What to do? He's all stuffed and sewn up and virtually finished. Do I:

a) take his head off, unstuff him, take the joints apart, take the legs and arms off, unpick the tops of all 4, re-knit them (re-writing the patten as I go), replace the joints, re-stuff and sew the head back on or do I:

b) cheat. Unpick the tops of the legs and arms in situ, tink back the outside piece of each limb, re-knit (re-writing the pattern as I go), carefully sew back together putting the excess knitting of the inside piece of each limb inside with the stuffing.

I chose b). I know, I know - a real perfectionist would go for a) because option b) would keep them awake at night but, come on chaps, I do have another life and, honestly, you'd never know. I know and I am managing to sleep fine so please don't lose any sleep on my behalf, OK.

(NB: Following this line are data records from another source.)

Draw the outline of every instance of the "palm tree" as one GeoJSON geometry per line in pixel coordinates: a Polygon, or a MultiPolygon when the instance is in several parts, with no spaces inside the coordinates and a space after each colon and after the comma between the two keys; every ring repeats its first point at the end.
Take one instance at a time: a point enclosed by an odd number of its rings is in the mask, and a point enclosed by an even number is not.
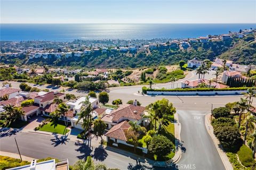
{"type": "Polygon", "coordinates": [[[216,82],[218,82],[218,77],[221,74],[222,72],[222,69],[221,67],[218,67],[216,72],[214,73],[214,75],[216,76],[216,82]]]}
{"type": "Polygon", "coordinates": [[[242,115],[244,113],[244,110],[247,108],[247,100],[242,98],[241,98],[240,101],[238,102],[237,106],[240,109],[240,112],[239,113],[239,122],[238,122],[238,129],[240,128],[241,124],[241,117],[242,115]]]}
{"type": "Polygon", "coordinates": [[[152,81],[152,80],[151,79],[149,80],[149,87],[150,88],[150,89],[152,89],[153,83],[153,82],[152,81]]]}
{"type": "Polygon", "coordinates": [[[250,122],[252,122],[255,120],[255,117],[253,116],[249,116],[246,120],[246,123],[245,125],[245,133],[244,134],[244,144],[245,144],[245,141],[246,140],[247,132],[248,131],[248,125],[250,122]]]}
{"type": "Polygon", "coordinates": [[[14,107],[11,105],[7,105],[3,108],[5,111],[1,115],[1,117],[5,120],[4,126],[9,126],[10,124],[20,118],[21,115],[24,115],[24,111],[20,107],[14,107]]]}
{"type": "Polygon", "coordinates": [[[252,156],[253,156],[253,158],[255,158],[255,153],[256,152],[256,130],[254,130],[254,132],[252,135],[252,137],[253,138],[253,140],[252,141],[253,145],[253,154],[252,156]]]}
{"type": "Polygon", "coordinates": [[[81,111],[77,115],[78,118],[76,122],[77,124],[81,120],[83,120],[82,128],[84,130],[85,133],[86,131],[89,131],[89,137],[91,132],[91,112],[92,112],[92,104],[89,101],[88,96],[86,97],[85,101],[83,103],[83,106],[81,108],[81,111]]]}
{"type": "Polygon", "coordinates": [[[97,137],[100,137],[101,139],[101,142],[102,142],[102,135],[107,128],[107,125],[100,118],[98,118],[93,122],[93,133],[97,137]]]}
{"type": "Polygon", "coordinates": [[[223,70],[226,70],[226,63],[227,63],[227,60],[224,60],[223,61],[223,70]]]}
{"type": "Polygon", "coordinates": [[[200,75],[202,74],[202,67],[201,66],[198,67],[197,69],[196,69],[196,74],[198,74],[198,79],[200,79],[200,75]]]}
{"type": "Polygon", "coordinates": [[[58,105],[61,104],[61,103],[62,103],[62,101],[63,101],[61,99],[60,99],[59,97],[56,96],[55,97],[54,99],[53,100],[53,103],[55,103],[58,105]]]}
{"type": "Polygon", "coordinates": [[[246,96],[245,98],[248,100],[248,105],[251,106],[252,104],[253,98],[256,97],[256,89],[255,87],[249,88],[247,92],[244,92],[243,94],[246,96]]]}
{"type": "Polygon", "coordinates": [[[200,88],[204,88],[207,87],[207,86],[205,83],[203,82],[199,84],[199,87],[200,88]]]}
{"type": "Polygon", "coordinates": [[[150,129],[154,128],[154,121],[155,120],[155,123],[156,123],[156,116],[154,112],[150,110],[148,112],[149,114],[144,115],[143,118],[149,118],[150,124],[150,129]]]}
{"type": "Polygon", "coordinates": [[[68,122],[66,120],[66,117],[67,117],[67,113],[69,109],[69,107],[67,106],[66,104],[64,103],[62,103],[58,106],[58,108],[56,112],[58,113],[58,114],[61,116],[61,115],[63,116],[64,117],[64,122],[65,123],[65,125],[66,128],[68,126],[68,122]]]}
{"type": "Polygon", "coordinates": [[[128,130],[134,131],[136,132],[139,131],[140,126],[137,125],[136,122],[129,121],[128,123],[131,125],[128,130]]]}
{"type": "Polygon", "coordinates": [[[94,164],[91,156],[87,156],[86,161],[79,160],[73,166],[73,170],[107,170],[107,166],[103,164],[94,164]]]}
{"type": "Polygon", "coordinates": [[[212,85],[213,82],[213,81],[212,80],[212,79],[209,80],[209,88],[211,88],[211,85],[212,85]]]}

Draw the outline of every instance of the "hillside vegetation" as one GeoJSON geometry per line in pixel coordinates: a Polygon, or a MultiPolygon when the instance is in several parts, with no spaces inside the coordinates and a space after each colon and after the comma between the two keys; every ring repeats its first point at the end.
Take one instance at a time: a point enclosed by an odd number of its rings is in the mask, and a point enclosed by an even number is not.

Currently I have one arm left to go - actually I have half an arm left as I tinked back one and then went to bed. Again, true perfectionists wouldn't have been able to sleep with a knitting needle half way up one arm with the stuffing falling out but, guys, I need to sleep, right? And a true perfectionist would have gone for option a) so I don't count now.

T has declared that "actually - he's a pretty good teddy, Mum" - which is pretty high praise in my house so I'm chuffed.

This weekend he'll get his ears attached (they're on my bedside cabinet - slovenly, I know) and a waistcoat knitted - if he's lucky - and I get the end of year accounts written up - see, I do have another life!